HR & Management

The most common CEO mistakes to be mindful of

5 min read

07 August 2017

Leaders are often spinning many plates, so it stands to reason that CEO mistakes will happen – these are the most common ones to watch.

Making mistakes as a CEO? You’re not the only one. That’s why CEO mistakes shouldn’t be seen as a negative reflection of your work but something to be learned from.

Through my experience watching previous CEOs and/or company founders walk the tightrope and now walking it myself, these are the most common CEO mistakes of even the smartest chief executive. 

(1) Not being visible enough internally

CEOs focus a lot on external activity like fundraising, public speaking and bringing in revenue – and it’s this that can prompt CEO mistakes to start happening. Whilst these are very important, it’s crucial to remain close to your company and lead from the front.

A CEO must be visible and accessible to every form of stakeholder including customers, suppliers, employees and investors.

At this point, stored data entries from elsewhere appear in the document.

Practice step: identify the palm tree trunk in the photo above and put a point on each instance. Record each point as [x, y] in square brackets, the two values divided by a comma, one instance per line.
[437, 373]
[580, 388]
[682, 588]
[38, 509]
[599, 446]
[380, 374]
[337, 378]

Ultimately a company’s values, mission statement and culture come from the top and filter down therefore a lack of visibility can be detrimental to the foundation of the company.

(2) Not leading by example

Dictatorship style management rarely inspires a team to perform at their best or create the enthusiasm to build a culture of high performance.

I truly believe CEOs and business leaders should put their money where their mouth is and prove to employees why their ideas and initiatives are beneficial. By CEOs demonstrating company’s values and ethics in day-to-day activity, employees are given something to aspire to.

(3) Not placing enough emphasis on culture

It’s easy to forget about the most important part of your company: the people. Hiring the right people to fit with your company is vital in creating workplace culture that is diverse and inclusive, where people feel supported, have clarity on their progress and feel that the company is investing in each individual.

To feel that there are future opportunities is crucial to maintain morale, drive performance and improve retention. The smallest of issues can send company sentiment down to zero, particularly if people start to be hired for the sake of numbers rather than as the best person for the job.

This is something CEOs should always be aware of if they want to maintain positive company culture. After all, your employees are the pulse of your organisation.

Continue on the next page for the final two CEO mistakes to be aware of.

(4) Not delegating responsibility

A lot of CEOs are control freaks and perfectionists. Although these attributes probably lead them to the successful position they are now in, learning to let go and trust other people with company actions, can be difficult.

Creating a strong management team that understands your ethos and values will allow you to delegate responsibility and concentrate on growing your company.

Fundamental to this is forming a clear company structure, ensuring specific roles are assigned so you can focus on developing how to take your business to the next level and avoid CEO mistakes.


(5) Not listening to ideas and not admitting that yours may be wrong

Wrestling with hundreds of different ideas and opinions is part of everyday CEO life. Bouncing ideas around your company is important in ensuring employees feel included in progression, but it is a tough learning process.

Listening to others, rather than just pursuing the ideas of the CEO, will generally lead to more creativity and less of a streamlined company image. Multiple brains are better than one after all!

Even if the CEO’s ideas are pursued, if one is to fail, admitting defeat is admirable. A CEO should be selfless and identify what is best for the success of the business. A lot of the time this will involve swallowing your pride and admitting someone else got it right.